Onun hazîne-i in’âmı kendi veznendir!
Havale et ne kadar masrafın olursa… Verir!
Silahı kullanan Allah, hududu bekleyen O;
Levazımın bitivermiş, değil mi? Ekleyen O!
Çekip kumandası altında ordu ordu melek;
Senin hesabına küffârı hâk-sâr edecek!
Başın sıkıldı mı, kâfi senin o nazlı sesin:
“Yetiş!” de kendisi gelsin, ya Hızr’ı göndersin!
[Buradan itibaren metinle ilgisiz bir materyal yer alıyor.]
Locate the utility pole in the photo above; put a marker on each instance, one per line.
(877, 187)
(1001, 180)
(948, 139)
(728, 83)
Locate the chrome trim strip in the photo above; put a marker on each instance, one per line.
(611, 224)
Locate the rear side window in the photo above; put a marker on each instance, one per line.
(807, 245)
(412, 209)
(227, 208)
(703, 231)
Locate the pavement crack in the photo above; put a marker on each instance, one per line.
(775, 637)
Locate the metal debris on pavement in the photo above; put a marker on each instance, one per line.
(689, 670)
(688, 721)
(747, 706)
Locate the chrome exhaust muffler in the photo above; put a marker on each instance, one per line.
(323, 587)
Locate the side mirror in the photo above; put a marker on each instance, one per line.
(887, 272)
Evinde hastalanan varsa, borcudur; bakacak;
Şifa hazinesi derhal oluk oluk akacak.
Demek ki her şeyin Allah… Yanaşman, ırgadın O;
Çoluk çocuk O’na ait, lalan, bacın, dadın O;
Vekîl-i harcın O; kâhyan, müdîr-i veznen O;
Alış seninse de, mes’ûl olan verişten O;
Denizde cenk olacakmış… Gemin O, kaptanın O;
Ya ordu lâzım imiş… Askerin, kumandanın O;
Köyün yasakçısı; şehrin de baş muhassılı O;
Tabîb-i aile, eczacı… Hepsi hâsılı O.
Ya sen nesin? Mütevekkil! Yutulmaz artık bu!
Biraz da saygı gerektir… Ne saygısızlık bu?
Hüdâ’yı kendine kul yaptı, kendi oldu Hüdâ;
Utanmadan da tevekkül diyor bu cür’ete… Ha?